ARTICLE 7: BOARD OF DIRECTOR MEETINGS
I. Meetings of the Board of Directors
A. The regularly scheduled board meetings will be held either in person or by teleconference, or in another way deemed by the Board to meet the needs of conducting Board business effectively, on a quarterly basis as designated by the Board of Directors.
B. The Board of Directors may not occasion a meeting without first sending a reasonably timed notice to all Board members.
C. The agenda for Board meetings shall be distributed to all Board members in advance of each Board meeting. Items for inclusion on the agenda must be submitted to the club Secretary prior to the scheduled meeting. The specific timetable for distribution of the agenda and discussions shall be determined by the Board.
E. Emergency Board meetings may take place when a majority of members of the Board deem it necessary, without written notice, however all board members must be notified of the need to call the meeting. A quorum of 50% of the Board is required to hold an emergency Board meeting. At an emergency meeting only the business called for can be conducted. During an emergency meeting of the Board, no action may be taken on the removal of an officer or on an amendment to these bylaws.
F. Quorum: The Board of Directors shall have sole authority to conduct the business of the Club and shall decide matters by a simple majority of those present at the board meeting when a quorum of 50% of the Board members are present, or, when a quorum of 50% of the Board members participate in a teleconference, or, for Board meetings conducted in other ways 50% responding.
ARTICLE 8 - AMENDMENTS TO THE BYLAWS
I. Proposed amendments to the Bylaws must be sponsored by at least two members of the Club in good standing and received by the Board.
II. A committee to review the Bylaws and to report on proposed amendments will be appointed by the Board as needed.
III. Proposed amendments to the Bylaws, if approved by the Board, must be published in a newsletter of the Club in a timely manner prior to the vote. Any amendment to the Bylaws of this Club must be approved by two thirds (2/3) of those Club members responding. A process that allows members to vote securely in person, by US Mail, by email, or by some other electronic means shall be established by the Board.
IV. Urgent actions may be considered by the Board of Directors for earlier disposition.

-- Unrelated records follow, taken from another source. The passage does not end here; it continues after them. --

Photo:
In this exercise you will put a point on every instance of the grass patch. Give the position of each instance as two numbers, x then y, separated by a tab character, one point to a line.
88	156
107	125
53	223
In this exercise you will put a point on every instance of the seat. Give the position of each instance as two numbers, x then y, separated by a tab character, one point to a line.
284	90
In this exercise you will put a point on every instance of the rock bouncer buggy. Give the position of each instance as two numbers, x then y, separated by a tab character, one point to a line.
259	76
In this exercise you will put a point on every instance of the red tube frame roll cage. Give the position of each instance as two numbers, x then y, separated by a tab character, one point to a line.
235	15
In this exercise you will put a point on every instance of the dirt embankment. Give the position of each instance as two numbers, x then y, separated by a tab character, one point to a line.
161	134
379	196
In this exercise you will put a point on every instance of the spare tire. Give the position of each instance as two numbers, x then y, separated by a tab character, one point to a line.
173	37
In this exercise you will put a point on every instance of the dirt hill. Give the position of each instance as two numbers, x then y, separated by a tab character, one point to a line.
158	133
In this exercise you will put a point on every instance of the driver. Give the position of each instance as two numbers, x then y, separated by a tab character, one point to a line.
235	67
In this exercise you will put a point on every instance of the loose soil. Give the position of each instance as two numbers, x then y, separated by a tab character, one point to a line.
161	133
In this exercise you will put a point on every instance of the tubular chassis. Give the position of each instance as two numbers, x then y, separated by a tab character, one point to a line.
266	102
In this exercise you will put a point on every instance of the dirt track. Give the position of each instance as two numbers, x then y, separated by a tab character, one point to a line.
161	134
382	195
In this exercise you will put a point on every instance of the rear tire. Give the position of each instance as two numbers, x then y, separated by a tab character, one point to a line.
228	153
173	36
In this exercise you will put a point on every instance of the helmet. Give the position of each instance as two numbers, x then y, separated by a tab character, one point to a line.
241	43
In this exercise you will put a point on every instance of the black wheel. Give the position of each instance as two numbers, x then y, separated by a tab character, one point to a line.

Such actions shall not constitute a change of Bylaws regarding paragraph III of this article.
ARTICLE 9 - PARLIAMENTARY AUTHORITY
I. All matters of business of the Club shall be conducted in parliamentary authority of Robert's Rules of Order (most recent revised issue).
ARTICLE 10 - DISSOLUTION
I. Should it become necessary to dissolve the Club all properties of the Club shall be sold or auctioned off, as determined by the Board of Directors. After all debts of the Club have been fully paid, the remaining monies of the Club shall be given to a non-profit aviculture organization, as determined by the Board of Directors.
ARTICLE 11 – RATIFICATION
I. These Bylaws shall be considered enacted and in effect upon the approval of a majority of Directors. The Bylaws shall be further ratified by a vote of the general membership. The proposed Bylaws, if approved by the Board, must be published in a newsletter of the Club in a timely manner prior to the vote. The Bylaws of this Club shall be considered ratified by the approval of a majority of those Club members responding. A process that allows members to vote securely in person, by US Mail, or by email shall be established by the Board.